When I trained as a newborn intensive care physician, we were taught that newborn babies do not feel pain in the same way that older humans do. It was the early 1970s and it was quite routine for newborn patients to undergo surgery with minimal or no pain mitigation.
As a trainee, this unproven concept was difficult to accept. We witnessed our patients in the Neonatal Intensive Care Unit (NICU) daily, on multiple occasions, reacting vigorously to regular procedures such as venipuncture and I.V. placement. When we expressed skepticism, we were informed that the reactions we were observing were based upon the “fact” that babies disliked having their arms and legs restrained for a procedure.
We were told that it had nothing to do with pain perception.
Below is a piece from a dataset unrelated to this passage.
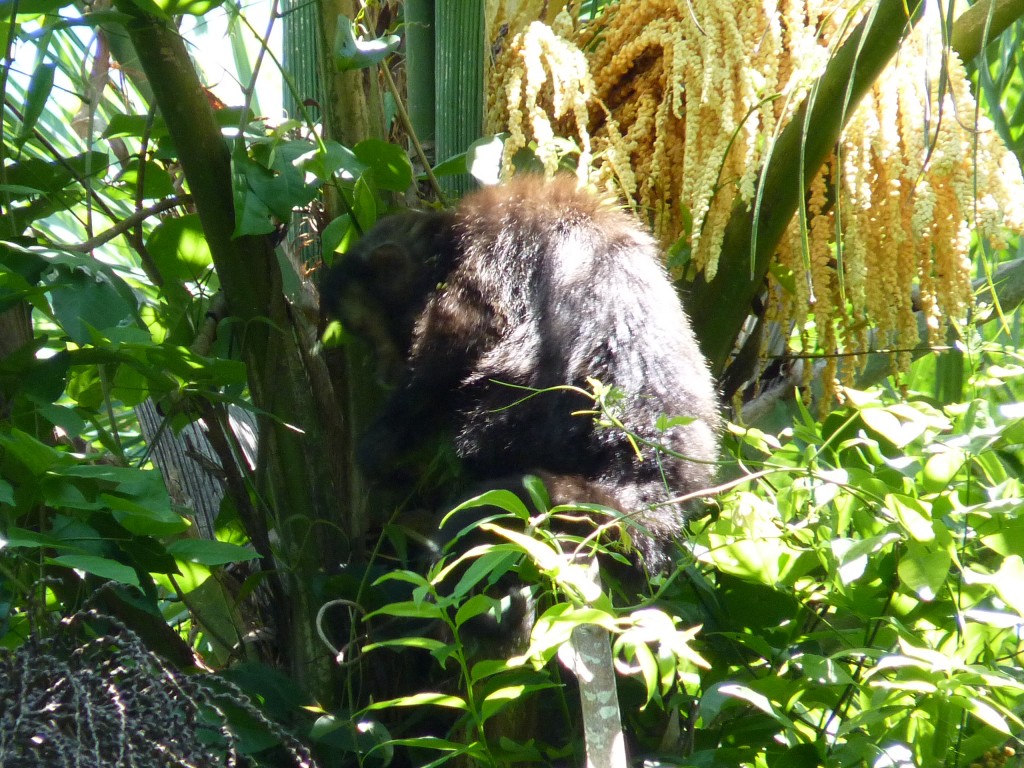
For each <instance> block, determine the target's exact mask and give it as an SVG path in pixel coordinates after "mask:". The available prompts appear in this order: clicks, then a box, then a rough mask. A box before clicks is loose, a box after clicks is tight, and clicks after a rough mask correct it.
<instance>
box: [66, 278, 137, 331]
mask: <svg viewBox="0 0 1024 768" xmlns="http://www.w3.org/2000/svg"><path fill="white" fill-rule="evenodd" d="M122 287H123V286H115V285H114V284H113V283H112V276H111V275H110V274H109V273H106V272H103V271H96V272H93V273H92V274H89V273H86V272H85V271H83V270H81V269H74V270H72V271H71V272H66V273H65V274H63V275H62V276H61V278H60V279H59V281H58V282H57V283H55V284H54V285H53V286H52V287H51V288H50V303H51V304H52V306H53V313H54V315H55V317H56V321H57V322H58V323H59V324H60V327H61V328H62V329H63V330H65V333H67V334H68V336H70V337H71V339H72V340H73V341H74V342H75V343H77V344H89V343H91V342H92V341H93V336H92V330H95V331H96V332H98V333H102V332H103V331H104V330H106V329H109V328H114V327H116V326H120V325H129V324H135V323H137V322H138V315H137V307H136V305H135V304H134V303H130V302H129V301H127V300H126V298H125V295H124V291H122V290H119V289H120V288H122Z"/></svg>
Together with our nursing colleagues, we developed an unofficial means of testing what we were taught. We recorded the relationship between the onset of crying and the application of the preparatory restraint vs. the initiation of the IV procedure.
We found that 83% of our patients did not begin to cry until the needle was inserted.
More recently, it has been clearly demonstrated that the components of the nervous system that respond to pain, the nociceptive pathways, are present and functioning even in extremely premature infants. The cautious introduction of pharmaceutical pain management into infant care is based, not on ignorance or indifference, but on the lack of pharmacologic data regarding drug metabolization, appropriate dosage, and the unknown side effects, especially to the developing brain.
Today there is accumulating research data indicating that this caution was justified. However, there is also accumulating evidence that experience of pain in early childhood adversely affects the behavioral response to pain in later life.
Fortunately, pediatric nursing staff have time-tested, non-pharmacologic measures to mitigate painful experiences for their patients. The most basic technique is swaddling, a common method of infant restraint.
Another non-pharmacologic practice includes suckling during the procedure.
Since I completed my training, more than 100 randomized, controlled studies have been performed on the pain moderating effects of suckling formula, breast milk, sucrose, glucose, or other sweet tasting solutions. More than 90% of these studies have demonstrated efficacy in reducing the behavioral response to pain.
Extrapolating from the newborn, it seems reasonable to assume that exposure to pain later in childhood is also likely to have a negative impact on behavioral response as kids grow up. Common sense, non-toxic methods of reducing procedural pain in children are a welcome addition to pediatric pain mitigation practices.